A free educational program, “The Dust We Leave Behind: Stories, Games, and Songs from Another Time,” for local elementary schools is being offered by the Frank and Jane Gabor West Virginia Folklife Center.
The program provides a fun and exciting way to participate in customs and stories from the region’s past. The program will run Wednesday, October 9 and Thursday, Oct. from 9 a.m. to noon.
“The Dust We Leave Behind” is sponsored by the West Virginia Humanities Council and is free to schools. The program is limited to 75 students each day and is appropriate for grades 3 through 6.
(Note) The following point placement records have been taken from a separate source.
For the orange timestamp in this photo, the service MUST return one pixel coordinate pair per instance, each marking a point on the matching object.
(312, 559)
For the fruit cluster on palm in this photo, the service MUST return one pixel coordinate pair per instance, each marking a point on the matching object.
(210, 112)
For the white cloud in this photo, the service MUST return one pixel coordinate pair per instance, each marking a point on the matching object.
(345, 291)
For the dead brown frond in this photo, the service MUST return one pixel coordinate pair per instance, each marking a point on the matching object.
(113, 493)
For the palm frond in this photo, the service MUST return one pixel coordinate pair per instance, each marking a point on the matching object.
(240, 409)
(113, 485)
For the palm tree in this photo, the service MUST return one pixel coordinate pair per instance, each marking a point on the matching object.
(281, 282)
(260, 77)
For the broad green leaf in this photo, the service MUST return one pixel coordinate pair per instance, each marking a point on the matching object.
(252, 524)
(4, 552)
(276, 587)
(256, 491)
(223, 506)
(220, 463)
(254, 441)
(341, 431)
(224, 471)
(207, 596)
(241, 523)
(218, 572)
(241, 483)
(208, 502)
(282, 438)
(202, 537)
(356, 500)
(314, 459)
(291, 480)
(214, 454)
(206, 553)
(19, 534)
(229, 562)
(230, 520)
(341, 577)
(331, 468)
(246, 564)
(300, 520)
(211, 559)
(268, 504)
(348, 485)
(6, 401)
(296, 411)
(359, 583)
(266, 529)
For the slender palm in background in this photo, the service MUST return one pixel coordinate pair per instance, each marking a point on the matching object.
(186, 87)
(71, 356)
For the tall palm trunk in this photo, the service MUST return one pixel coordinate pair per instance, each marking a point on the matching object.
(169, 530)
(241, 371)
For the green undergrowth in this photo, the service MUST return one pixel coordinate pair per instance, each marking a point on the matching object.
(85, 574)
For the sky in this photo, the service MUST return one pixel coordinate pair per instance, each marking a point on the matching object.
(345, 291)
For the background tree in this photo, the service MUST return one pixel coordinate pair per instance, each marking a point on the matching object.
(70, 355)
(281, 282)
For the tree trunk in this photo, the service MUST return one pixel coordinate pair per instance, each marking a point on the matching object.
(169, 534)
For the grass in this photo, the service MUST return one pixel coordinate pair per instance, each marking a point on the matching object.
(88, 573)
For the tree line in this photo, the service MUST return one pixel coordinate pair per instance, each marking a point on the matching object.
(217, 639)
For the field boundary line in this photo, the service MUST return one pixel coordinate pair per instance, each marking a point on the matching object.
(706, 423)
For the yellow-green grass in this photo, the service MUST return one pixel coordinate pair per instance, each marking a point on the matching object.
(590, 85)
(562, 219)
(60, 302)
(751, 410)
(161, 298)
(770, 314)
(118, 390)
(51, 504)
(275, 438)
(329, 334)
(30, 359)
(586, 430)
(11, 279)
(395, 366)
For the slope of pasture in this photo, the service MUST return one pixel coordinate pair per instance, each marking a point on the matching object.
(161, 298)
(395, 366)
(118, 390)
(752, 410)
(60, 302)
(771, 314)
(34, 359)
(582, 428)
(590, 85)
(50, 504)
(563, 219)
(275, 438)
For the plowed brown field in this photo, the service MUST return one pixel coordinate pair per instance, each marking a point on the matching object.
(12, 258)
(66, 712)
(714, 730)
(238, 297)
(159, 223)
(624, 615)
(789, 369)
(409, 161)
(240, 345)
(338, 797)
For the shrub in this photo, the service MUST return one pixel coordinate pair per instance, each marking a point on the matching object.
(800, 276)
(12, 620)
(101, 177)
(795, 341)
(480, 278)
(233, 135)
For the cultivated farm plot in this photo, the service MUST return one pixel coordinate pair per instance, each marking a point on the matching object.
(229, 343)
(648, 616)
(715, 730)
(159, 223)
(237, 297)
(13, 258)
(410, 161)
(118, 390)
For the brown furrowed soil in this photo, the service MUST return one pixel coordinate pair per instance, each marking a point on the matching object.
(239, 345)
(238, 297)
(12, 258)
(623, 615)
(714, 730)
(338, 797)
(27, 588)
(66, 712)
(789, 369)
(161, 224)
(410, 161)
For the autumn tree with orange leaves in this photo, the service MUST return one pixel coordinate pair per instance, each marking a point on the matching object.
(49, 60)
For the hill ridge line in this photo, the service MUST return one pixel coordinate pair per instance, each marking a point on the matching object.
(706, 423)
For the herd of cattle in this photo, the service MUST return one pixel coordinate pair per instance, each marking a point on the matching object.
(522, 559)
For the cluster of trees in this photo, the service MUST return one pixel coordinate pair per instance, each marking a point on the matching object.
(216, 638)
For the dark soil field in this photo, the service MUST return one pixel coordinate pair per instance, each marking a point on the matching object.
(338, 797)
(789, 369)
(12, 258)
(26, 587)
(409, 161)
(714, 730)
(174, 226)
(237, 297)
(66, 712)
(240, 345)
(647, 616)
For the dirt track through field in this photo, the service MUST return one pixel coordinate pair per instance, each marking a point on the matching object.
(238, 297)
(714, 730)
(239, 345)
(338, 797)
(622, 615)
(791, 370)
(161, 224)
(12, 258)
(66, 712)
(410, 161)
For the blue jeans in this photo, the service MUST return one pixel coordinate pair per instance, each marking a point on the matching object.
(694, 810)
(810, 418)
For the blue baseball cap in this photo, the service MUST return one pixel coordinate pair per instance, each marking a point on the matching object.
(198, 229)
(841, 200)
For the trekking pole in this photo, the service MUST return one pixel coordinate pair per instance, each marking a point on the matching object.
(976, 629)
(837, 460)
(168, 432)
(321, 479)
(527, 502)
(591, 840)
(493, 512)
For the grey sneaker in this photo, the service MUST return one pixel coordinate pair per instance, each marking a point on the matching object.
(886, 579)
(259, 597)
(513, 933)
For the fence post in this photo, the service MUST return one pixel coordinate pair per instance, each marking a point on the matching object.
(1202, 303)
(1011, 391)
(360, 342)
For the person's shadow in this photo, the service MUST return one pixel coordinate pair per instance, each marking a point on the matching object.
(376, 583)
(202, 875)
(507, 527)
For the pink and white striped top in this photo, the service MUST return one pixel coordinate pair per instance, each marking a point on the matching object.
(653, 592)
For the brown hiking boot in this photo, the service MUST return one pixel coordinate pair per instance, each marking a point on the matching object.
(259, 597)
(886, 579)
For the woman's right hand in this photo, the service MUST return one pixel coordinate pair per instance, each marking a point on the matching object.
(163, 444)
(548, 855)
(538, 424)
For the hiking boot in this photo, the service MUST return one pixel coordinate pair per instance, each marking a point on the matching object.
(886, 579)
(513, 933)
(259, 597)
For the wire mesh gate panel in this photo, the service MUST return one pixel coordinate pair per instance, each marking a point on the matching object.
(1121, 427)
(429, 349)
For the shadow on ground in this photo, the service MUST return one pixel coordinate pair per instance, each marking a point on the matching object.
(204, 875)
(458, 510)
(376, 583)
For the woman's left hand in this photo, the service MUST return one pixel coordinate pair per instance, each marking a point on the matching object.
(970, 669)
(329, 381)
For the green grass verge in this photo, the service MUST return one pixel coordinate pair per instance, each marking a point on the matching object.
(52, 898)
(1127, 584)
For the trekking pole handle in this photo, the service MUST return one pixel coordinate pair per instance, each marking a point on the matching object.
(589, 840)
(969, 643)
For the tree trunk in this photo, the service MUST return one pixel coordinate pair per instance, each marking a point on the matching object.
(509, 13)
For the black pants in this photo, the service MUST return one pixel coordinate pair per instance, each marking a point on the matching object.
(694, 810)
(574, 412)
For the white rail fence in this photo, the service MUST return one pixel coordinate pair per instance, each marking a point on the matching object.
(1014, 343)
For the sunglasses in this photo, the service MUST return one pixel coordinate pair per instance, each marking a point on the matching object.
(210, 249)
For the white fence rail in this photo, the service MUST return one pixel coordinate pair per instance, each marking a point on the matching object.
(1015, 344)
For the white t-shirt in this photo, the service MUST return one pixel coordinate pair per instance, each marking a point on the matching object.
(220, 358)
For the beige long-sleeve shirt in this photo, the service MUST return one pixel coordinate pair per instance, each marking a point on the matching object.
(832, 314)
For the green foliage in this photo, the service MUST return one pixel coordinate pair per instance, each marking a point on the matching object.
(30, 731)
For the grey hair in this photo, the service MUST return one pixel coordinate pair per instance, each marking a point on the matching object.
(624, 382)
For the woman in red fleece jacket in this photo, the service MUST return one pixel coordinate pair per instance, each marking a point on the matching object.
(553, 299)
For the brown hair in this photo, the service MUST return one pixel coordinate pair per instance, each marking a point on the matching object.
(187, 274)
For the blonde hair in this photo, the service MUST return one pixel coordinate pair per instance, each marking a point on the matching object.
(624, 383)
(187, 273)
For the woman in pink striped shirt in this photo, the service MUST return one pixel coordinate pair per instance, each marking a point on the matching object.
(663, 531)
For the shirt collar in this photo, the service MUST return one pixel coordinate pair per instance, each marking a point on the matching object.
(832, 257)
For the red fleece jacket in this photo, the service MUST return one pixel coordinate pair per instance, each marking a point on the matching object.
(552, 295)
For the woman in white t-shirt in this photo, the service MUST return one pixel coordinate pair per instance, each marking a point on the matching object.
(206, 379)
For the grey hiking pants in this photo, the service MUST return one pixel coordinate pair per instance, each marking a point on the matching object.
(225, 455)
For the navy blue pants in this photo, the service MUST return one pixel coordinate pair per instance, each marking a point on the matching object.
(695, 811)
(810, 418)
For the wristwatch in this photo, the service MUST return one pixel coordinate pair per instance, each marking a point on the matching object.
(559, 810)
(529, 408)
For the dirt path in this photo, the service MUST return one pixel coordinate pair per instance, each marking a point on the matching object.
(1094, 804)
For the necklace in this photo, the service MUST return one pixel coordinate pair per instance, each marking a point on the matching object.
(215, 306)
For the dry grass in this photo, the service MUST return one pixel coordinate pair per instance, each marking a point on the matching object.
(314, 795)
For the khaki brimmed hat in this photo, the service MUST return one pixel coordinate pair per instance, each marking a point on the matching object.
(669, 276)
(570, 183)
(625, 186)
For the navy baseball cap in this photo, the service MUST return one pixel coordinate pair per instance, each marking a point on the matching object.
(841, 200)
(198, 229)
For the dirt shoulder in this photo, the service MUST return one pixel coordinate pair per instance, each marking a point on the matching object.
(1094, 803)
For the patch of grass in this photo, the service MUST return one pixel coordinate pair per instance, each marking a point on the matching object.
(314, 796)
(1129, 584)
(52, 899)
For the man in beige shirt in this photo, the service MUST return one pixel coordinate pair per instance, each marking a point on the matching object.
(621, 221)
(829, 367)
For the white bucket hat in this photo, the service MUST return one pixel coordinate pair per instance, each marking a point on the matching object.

Students will participate in three rotating 50-minute sessions on the day their school attends. Session 1 will meet in the Folklife Center with Fred Powers, a former educator and UMWA coal miner. Powers will take students through a first-person narrative that highlights the voice of a typical coal miner and his place in American history, including the dangers of mining and an overview of coal culture, superstitions, tools, customs, and stories.
Session 2 will meet at the one-room school house museum on Fairmont State University’s Campus with educator Sharon Powers, where children will learn child lore through interactive Appalachian pioneer games. Various hands-on activities will teach students traditional playground culture, including games, toys, and songs.
Session 3 will meet in the Folklife Center’s first floor classroom with Folklife Center staff to learn traditional Appalachian music and songs that would have been familiar to children in the past. Students will have the opportunity to experience the dulcimer during this session.
The Folklife Center is dedicated to the identification, preservation, and perpetuation of our region’s rich cultural heritage. It houses academic minors in folklore and museum studies.